The composition of the present invention and foods and drinks using the composition are preferably used in the skin repair function promoting action.

Claims (10)

  A composition for promoting a skin repair function, comprising a polysaccharide produced by Lactococcus lactis subsp. Cremoris FC (FERM AP-20185) as an active ingredient.   It contains polysaccharides produced by Lactococcus lactis subsp. Cremoris FC, FERM AP-20185 as an active ingredient, and has blood coagulation, keratinization, and fibrinolysis.
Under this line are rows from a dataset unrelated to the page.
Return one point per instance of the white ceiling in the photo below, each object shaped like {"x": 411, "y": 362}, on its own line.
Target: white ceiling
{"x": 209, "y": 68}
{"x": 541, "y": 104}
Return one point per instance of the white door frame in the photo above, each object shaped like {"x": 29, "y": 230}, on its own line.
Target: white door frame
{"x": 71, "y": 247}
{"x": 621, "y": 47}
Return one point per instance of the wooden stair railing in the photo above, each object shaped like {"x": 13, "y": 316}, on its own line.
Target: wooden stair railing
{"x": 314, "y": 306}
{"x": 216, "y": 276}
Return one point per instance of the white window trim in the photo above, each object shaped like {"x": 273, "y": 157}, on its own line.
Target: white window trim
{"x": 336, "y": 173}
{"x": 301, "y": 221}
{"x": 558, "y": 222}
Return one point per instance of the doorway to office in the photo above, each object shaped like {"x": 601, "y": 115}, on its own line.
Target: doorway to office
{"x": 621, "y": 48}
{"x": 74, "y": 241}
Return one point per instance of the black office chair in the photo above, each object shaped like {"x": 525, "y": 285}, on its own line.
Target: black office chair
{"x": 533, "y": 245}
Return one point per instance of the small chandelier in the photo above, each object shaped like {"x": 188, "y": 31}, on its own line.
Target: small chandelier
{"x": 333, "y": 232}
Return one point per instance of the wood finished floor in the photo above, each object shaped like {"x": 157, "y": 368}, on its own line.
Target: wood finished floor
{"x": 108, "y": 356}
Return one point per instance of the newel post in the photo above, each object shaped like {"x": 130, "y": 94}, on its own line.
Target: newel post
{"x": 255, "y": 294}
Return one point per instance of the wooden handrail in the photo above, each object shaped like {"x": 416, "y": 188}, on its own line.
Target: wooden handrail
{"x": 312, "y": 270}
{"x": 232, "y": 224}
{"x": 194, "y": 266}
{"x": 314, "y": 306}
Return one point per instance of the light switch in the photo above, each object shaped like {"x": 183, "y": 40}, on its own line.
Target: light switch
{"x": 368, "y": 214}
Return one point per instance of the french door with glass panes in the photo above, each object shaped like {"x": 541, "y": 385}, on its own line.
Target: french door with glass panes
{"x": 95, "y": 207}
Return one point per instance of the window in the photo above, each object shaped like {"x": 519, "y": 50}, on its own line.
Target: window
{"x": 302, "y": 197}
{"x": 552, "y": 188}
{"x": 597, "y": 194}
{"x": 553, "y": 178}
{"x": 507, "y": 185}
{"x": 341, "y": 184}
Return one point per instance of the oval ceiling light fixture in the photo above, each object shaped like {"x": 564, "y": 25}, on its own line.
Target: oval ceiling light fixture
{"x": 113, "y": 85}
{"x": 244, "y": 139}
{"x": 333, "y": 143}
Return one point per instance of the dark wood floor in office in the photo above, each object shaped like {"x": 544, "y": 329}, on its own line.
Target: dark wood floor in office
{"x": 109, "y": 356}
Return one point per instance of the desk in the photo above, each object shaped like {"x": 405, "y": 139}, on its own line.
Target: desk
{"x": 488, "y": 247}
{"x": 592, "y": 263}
A composition for promoting a skin repair function. Containing a polysaccharide produced by Lactococcus lactis subsp. Cremoris FC, FERM AP-20185 as an active ingredient,
(1) Blood coagulation effect by suppressing fibrinogen gene expression, fibroblast growth factor 9 (FGF-9) gene expression, and thrombopoietin gene expression (2) Keratinogenesis effect by promoting filaggrin gene expression (3) Matrix metallo A composition for promoting a skin repair function, characterized by having a fibrinolytic action by promoting proteinase-9 (MMP-9) gene expression and promoting plasminogen activator inhibitor 1 (PAI-1) gene expression.   The said polysaccharide contains rhamnose, galactose and glucose in a molar ratio of 1: 1: 3, and contains 3 to 7% by mass of phosphoric acid, for promoting skin repair function according to claim 1-3 Composition.   The composition for promoting skin repair function according to claim 1, wherein the composition is a food or drink.   The composition for promoting a skin repair function according to claim 1, wherein the composition is yogurt.   A composition for promoting blood coagulation, comprising a polysaccharide produced by Lactococcus lactis subsp. Cremoris FC (FERM AP-20185) as an active ingredient.   A composition for promoting keratinogenesis, comprising a polysaccharide produced by Lactococcus lactis subsp. Cremoris FC (FERM AP-20185) as an active ingredient.   A composition for promoting fibrinolysis, comprising a polysaccharide produced by Lactococcus lactis subsp. Cremoris FC (FERM AP-20185) as an active ingredient.   A yogurt for promoting skin repair function, comprising a polysaccharide produced by Lactococcus lactis subsp. Cremoris FC (FERM AP-20185) as an active ingredient.